Hurricane Melissa slammed into Jamaica on Tuesday, wreaking havoc across the island before tearing through nearby Haiti and Cuba. The storm, which reached Category 5, reserved for hurricanes with the strongest winds, has so far killed at least 40 people across the Caribbean. Now weakened to a Category 2, according to the National Hurricane Center, it continues its path toward Bermuda, where landfall is likely Thursday night.
Initial reports of damage are dire, particularly in western Jamaica worst hit. Winds gusting to 185 miles per hour and torrential rain flattened entire neighborhoods, destroying large tracts of farmland and forcing more than 25,000 people — locals and tourists alike — to shelter in shelters or hotel ballrooms. According to a new attribution study from Imperial College London, climate change increased Melissa’s wind speed by 7 percent, increasing damage by 12 percent.

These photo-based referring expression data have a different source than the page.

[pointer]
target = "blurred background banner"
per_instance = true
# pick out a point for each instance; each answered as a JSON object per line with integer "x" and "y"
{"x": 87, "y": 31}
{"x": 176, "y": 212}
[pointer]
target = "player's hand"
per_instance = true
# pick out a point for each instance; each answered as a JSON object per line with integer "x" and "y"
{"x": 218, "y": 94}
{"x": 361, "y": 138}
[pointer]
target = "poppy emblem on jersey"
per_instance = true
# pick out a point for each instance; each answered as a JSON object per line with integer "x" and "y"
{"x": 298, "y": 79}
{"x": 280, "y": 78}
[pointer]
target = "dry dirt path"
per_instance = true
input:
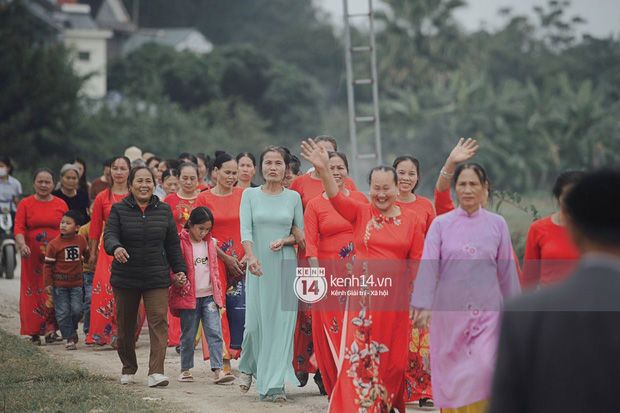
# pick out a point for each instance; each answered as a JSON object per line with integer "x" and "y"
{"x": 200, "y": 396}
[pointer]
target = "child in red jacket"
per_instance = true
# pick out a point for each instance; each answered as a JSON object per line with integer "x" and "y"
{"x": 62, "y": 273}
{"x": 201, "y": 295}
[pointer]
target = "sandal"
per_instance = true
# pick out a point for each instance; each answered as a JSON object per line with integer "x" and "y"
{"x": 426, "y": 402}
{"x": 224, "y": 377}
{"x": 52, "y": 338}
{"x": 279, "y": 398}
{"x": 245, "y": 381}
{"x": 186, "y": 377}
{"x": 302, "y": 376}
{"x": 318, "y": 379}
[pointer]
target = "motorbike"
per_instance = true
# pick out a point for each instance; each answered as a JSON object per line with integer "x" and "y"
{"x": 8, "y": 258}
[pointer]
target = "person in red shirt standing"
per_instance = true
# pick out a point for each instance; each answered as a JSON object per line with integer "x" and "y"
{"x": 309, "y": 186}
{"x": 36, "y": 224}
{"x": 329, "y": 243}
{"x": 549, "y": 251}
{"x": 224, "y": 200}
{"x": 182, "y": 203}
{"x": 373, "y": 369}
{"x": 408, "y": 171}
{"x": 63, "y": 275}
{"x": 418, "y": 387}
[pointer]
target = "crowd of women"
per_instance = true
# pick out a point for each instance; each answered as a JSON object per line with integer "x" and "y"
{"x": 194, "y": 246}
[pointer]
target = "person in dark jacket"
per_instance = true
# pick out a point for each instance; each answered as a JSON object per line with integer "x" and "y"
{"x": 559, "y": 348}
{"x": 142, "y": 236}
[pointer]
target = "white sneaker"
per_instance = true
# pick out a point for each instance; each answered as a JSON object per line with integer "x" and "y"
{"x": 157, "y": 380}
{"x": 127, "y": 378}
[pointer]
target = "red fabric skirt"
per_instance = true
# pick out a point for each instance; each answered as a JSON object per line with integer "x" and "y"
{"x": 372, "y": 377}
{"x": 418, "y": 373}
{"x": 36, "y": 309}
{"x": 327, "y": 336}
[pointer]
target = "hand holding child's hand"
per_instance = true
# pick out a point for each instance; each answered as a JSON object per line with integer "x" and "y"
{"x": 180, "y": 279}
{"x": 277, "y": 245}
{"x": 121, "y": 255}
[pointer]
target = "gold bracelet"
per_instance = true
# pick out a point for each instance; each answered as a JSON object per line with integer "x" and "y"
{"x": 444, "y": 174}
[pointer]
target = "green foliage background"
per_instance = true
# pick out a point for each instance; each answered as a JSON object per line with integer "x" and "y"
{"x": 538, "y": 98}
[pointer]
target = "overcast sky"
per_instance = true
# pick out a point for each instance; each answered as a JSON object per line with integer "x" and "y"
{"x": 602, "y": 16}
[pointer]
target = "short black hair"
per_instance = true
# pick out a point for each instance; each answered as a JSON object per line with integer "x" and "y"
{"x": 383, "y": 168}
{"x": 168, "y": 173}
{"x": 188, "y": 156}
{"x": 75, "y": 215}
{"x": 295, "y": 165}
{"x": 415, "y": 163}
{"x": 134, "y": 171}
{"x": 593, "y": 207}
{"x": 341, "y": 156}
{"x": 151, "y": 159}
{"x": 246, "y": 155}
{"x": 283, "y": 151}
{"x": 199, "y": 215}
{"x": 171, "y": 163}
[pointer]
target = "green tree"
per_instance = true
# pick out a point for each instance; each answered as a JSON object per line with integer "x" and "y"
{"x": 38, "y": 90}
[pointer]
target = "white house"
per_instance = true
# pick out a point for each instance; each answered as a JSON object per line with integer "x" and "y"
{"x": 179, "y": 38}
{"x": 88, "y": 44}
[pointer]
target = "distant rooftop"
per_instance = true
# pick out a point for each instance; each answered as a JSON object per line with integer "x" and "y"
{"x": 183, "y": 38}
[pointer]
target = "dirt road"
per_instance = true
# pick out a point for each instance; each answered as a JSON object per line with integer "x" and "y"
{"x": 200, "y": 396}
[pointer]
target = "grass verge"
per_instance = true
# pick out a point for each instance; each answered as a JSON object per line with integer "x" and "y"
{"x": 30, "y": 381}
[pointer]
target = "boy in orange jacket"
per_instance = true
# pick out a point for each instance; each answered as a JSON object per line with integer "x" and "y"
{"x": 63, "y": 275}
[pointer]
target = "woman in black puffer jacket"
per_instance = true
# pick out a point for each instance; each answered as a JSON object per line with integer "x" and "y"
{"x": 141, "y": 235}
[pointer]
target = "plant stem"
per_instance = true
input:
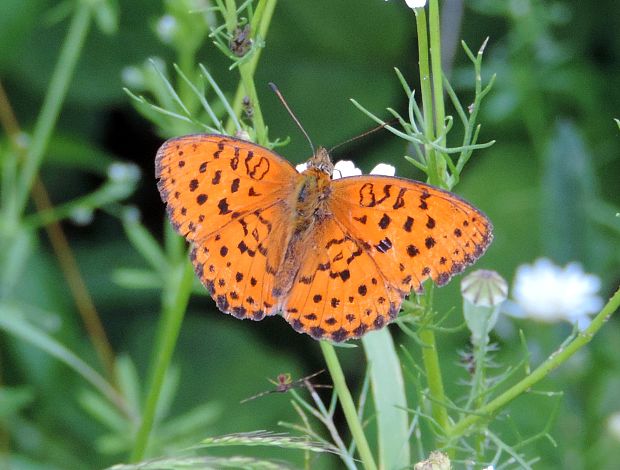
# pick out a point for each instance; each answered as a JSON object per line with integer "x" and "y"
{"x": 265, "y": 9}
{"x": 247, "y": 79}
{"x": 427, "y": 95}
{"x": 390, "y": 399}
{"x": 175, "y": 299}
{"x": 436, "y": 73}
{"x": 434, "y": 378}
{"x": 553, "y": 361}
{"x": 348, "y": 407}
{"x": 56, "y": 93}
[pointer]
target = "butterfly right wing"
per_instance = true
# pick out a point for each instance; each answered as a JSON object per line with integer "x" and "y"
{"x": 238, "y": 264}
{"x": 208, "y": 180}
{"x": 228, "y": 197}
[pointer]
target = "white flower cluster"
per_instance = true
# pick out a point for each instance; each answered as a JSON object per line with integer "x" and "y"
{"x": 549, "y": 293}
{"x": 345, "y": 168}
{"x": 415, "y": 3}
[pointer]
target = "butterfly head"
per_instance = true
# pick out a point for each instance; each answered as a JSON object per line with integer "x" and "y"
{"x": 321, "y": 161}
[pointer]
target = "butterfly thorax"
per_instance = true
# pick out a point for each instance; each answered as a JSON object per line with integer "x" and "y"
{"x": 312, "y": 191}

Damages could add up to several billion dollars, experts say.
The results resonated similar to Report How global warming contributed to Hurricane Melissa’s potential and intensity was revealed earlier this week. Each analysis adds to a growing body of research showing how ocean warming caused by climate change is fueling the conditions necessary for stronger tropical storms.
Hurricane Melissa “is a textbook example of what we expect in terms of how hurricanes respond to a warming climate,” said Brian Soden, a professor of atmospheric sciences at the University of Miami, who was not involved in the recent analysis. “We know that ocean temperatures are warming [are] The increase is being driven almost exclusively by greenhouse gases.”

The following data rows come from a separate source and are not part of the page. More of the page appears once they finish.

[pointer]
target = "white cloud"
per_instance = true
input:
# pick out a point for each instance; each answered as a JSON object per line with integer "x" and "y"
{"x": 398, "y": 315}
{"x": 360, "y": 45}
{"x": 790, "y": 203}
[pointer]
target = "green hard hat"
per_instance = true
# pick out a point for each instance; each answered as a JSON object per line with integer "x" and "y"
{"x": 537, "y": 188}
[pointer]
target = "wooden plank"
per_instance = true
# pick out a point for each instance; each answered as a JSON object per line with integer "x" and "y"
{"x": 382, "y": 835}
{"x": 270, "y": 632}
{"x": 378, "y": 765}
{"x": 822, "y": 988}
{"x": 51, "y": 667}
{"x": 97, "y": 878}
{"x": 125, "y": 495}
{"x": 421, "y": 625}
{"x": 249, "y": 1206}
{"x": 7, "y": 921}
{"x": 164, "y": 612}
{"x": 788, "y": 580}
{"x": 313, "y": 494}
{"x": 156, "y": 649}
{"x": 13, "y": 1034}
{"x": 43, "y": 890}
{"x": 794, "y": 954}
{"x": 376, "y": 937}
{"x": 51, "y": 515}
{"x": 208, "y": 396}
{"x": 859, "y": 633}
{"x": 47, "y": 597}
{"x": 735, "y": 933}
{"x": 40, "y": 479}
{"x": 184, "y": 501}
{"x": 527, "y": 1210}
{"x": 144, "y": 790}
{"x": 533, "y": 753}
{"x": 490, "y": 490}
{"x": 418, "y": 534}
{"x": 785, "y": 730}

The storm disrupted every aspect of life in this part of the Caribbean.
“There has been massive displacement of services,” Denis Zulu, the UN’s resident coordinator in Jamaica, told a news conference on Wednesday.
To study rapid attribution, Imperial College researchers used the peer-reviewed Imperial College Storm Model, known as IRIS, which has created a database of millions of synthetic tropical cyclone tracks that can help fill in the gaps of how storms behave in the real world.
The model essentially runs simulations on the probability of a given storm’s wind speed — often the most damaging factor — in the pre-industrial climate versus the current climate. Applying IRIS to Hurricane Melissa is how researchers determined that human-induced warming supercharged the hurricane’s wind speed by 7 percent.